75 años desde el bombardeo atómico de Hiroshima y Nagasaki

Hoy marca el 75 aniversario de uno de los crímenes de guerra más terribles jamás llevados a cabo por el imperialismo contra una población civil indefensa, el bombardeo atómico de Hiroshima.

Hay pocas señales de que el aniversario de este acto criminal, que introdujo a la humanidad a los hongos nucleares, el envenenamiento por radiación y la posibilidad de una aniquilación global, será oficialmente conmemorado de manera significativa.
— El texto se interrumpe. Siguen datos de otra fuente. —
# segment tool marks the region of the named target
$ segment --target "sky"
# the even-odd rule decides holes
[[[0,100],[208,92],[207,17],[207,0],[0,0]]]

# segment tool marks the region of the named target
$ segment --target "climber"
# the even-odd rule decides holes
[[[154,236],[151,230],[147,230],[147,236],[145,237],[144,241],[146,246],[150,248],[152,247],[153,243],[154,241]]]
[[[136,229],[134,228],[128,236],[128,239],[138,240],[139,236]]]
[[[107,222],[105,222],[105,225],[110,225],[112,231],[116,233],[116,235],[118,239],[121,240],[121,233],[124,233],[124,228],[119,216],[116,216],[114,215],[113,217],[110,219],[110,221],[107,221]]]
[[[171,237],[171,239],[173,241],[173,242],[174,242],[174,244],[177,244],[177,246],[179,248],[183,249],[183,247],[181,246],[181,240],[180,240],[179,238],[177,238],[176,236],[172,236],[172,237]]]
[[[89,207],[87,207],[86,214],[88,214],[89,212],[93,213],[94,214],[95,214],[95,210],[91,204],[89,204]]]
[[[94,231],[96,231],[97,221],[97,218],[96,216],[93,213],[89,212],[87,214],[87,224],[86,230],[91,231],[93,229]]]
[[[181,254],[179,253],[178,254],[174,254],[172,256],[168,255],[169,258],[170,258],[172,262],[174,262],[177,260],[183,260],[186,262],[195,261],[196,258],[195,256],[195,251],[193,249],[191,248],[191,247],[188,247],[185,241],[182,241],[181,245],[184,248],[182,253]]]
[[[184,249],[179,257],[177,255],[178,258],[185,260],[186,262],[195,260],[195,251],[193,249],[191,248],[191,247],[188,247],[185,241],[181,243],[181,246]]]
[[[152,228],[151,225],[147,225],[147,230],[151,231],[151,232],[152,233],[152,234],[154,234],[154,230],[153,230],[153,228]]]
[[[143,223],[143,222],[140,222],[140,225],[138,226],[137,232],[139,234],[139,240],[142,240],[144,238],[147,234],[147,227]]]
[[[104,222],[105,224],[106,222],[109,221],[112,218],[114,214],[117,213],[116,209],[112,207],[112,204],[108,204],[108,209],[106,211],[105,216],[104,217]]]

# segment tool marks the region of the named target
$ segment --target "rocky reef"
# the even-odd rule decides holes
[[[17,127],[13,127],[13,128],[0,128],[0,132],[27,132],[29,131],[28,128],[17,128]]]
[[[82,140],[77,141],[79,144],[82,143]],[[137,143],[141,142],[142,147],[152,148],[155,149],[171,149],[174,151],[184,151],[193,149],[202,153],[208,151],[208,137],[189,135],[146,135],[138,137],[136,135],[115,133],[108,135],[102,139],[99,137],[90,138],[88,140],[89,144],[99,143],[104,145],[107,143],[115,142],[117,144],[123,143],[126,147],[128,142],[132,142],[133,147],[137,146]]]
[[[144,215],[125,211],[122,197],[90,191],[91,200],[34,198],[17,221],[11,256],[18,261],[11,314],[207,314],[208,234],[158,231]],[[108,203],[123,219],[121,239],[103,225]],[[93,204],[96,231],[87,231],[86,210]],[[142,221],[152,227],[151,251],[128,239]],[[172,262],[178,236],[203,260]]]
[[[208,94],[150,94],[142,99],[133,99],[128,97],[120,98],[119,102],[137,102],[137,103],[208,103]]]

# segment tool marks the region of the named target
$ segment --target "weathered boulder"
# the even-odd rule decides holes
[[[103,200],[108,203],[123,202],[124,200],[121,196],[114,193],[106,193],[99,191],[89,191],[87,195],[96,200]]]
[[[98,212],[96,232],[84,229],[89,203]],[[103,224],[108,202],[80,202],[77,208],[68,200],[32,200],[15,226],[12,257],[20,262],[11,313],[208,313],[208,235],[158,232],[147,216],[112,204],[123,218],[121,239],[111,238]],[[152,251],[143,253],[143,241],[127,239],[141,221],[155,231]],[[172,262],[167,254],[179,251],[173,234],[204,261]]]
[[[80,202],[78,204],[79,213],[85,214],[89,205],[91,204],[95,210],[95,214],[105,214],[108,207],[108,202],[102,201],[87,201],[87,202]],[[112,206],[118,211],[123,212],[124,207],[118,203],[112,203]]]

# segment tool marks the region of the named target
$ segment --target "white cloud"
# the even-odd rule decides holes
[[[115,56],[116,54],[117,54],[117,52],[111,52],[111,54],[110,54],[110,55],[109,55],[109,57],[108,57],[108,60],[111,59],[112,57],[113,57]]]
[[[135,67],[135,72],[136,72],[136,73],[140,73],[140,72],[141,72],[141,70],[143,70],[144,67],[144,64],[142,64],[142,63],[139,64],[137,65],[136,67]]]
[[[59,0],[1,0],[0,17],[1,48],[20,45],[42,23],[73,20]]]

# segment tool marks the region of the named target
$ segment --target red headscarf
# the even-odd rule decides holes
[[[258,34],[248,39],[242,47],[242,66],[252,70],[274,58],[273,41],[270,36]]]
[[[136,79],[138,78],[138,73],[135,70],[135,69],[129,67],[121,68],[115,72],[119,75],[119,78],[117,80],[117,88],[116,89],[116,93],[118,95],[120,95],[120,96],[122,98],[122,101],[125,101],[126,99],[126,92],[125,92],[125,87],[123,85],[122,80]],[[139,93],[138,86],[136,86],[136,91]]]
Pero su relevancia jamás ha sido mayor, dado que, detrás de las espaldas de la población estadounidense y mundial, el imperialismo estadounidense está acumulando gradualmente un arsenal nuclear masivo y persiguiendo una doctrina de guerra nuclear agresiva.

A las 8:15 en una mañana con cielos despejados el 6 de agosto de 1945, el Enola Gay, un bombardero B-29 Superfortress arrojó una bomba atómica, llamada por el código “Little Boy” (Niñito), sobre la ciudad japonesa de Hiroshima y su cuarto de millón de personas.

Estallando con la fuerza de entre 15 a 20 kilotones de TNT, el poder destructivo de la bomba fue miles de veces mayor que cualquier otra munición jamás utilizada en una guerra. Sus efectos fueron horrendos.

Se estima que 80.000 personas murieron instantáneamente o en pocas horas, vaporizadas, incineradas o con quemaduras horribles por la tormenta de fuego desatada por la bomba, lo que arrasó la ciudad junto con la onda de choque que produjo. Tan solo tres días después, un bombardero estadounidense arrojó una segunda bomba atómica en la ciudad de Nagasaki, asesinando a otros 40.000 directamente. En ambos ataques, se estima que la cifra de víctimas que fallecieron al instante o en los días y semanas siguientes de quemaduras, lesiones y enfermas por la radiación fue de entre 250.000 y 300.000, 90 por ciento de ellos hombres, mujeres y niños civiles.

Las descripciones de los supervivientes de Hiroshima ofrecen un retrato infernal de muerte y sufrimiento humano a escala masiva.

El Dr. Michihiko Hachiya describió la escena inimaginable después del bombardeo: “Los tranvías estaban detenidos con docenas de cuerpos dentro, calcinados más allá de reconocimiento. Vi tanques de agua para incendios repletos de cadáveres que parecían haber sido hervidos vivos… Había sombras con forma de personas, algunas de las cuales parecían fantasmas de pie. Otros se movían como si estuvieran adoloridos, como espantapájaros, con sus brazos extendidos y sus antebrazos y manos colgando. Estas personas me confundieron hasta que me di cuenta de repente que habían sido quemados y extendían sus brazos para prevenir la dolorosa fricción entre superficies en carne viva”.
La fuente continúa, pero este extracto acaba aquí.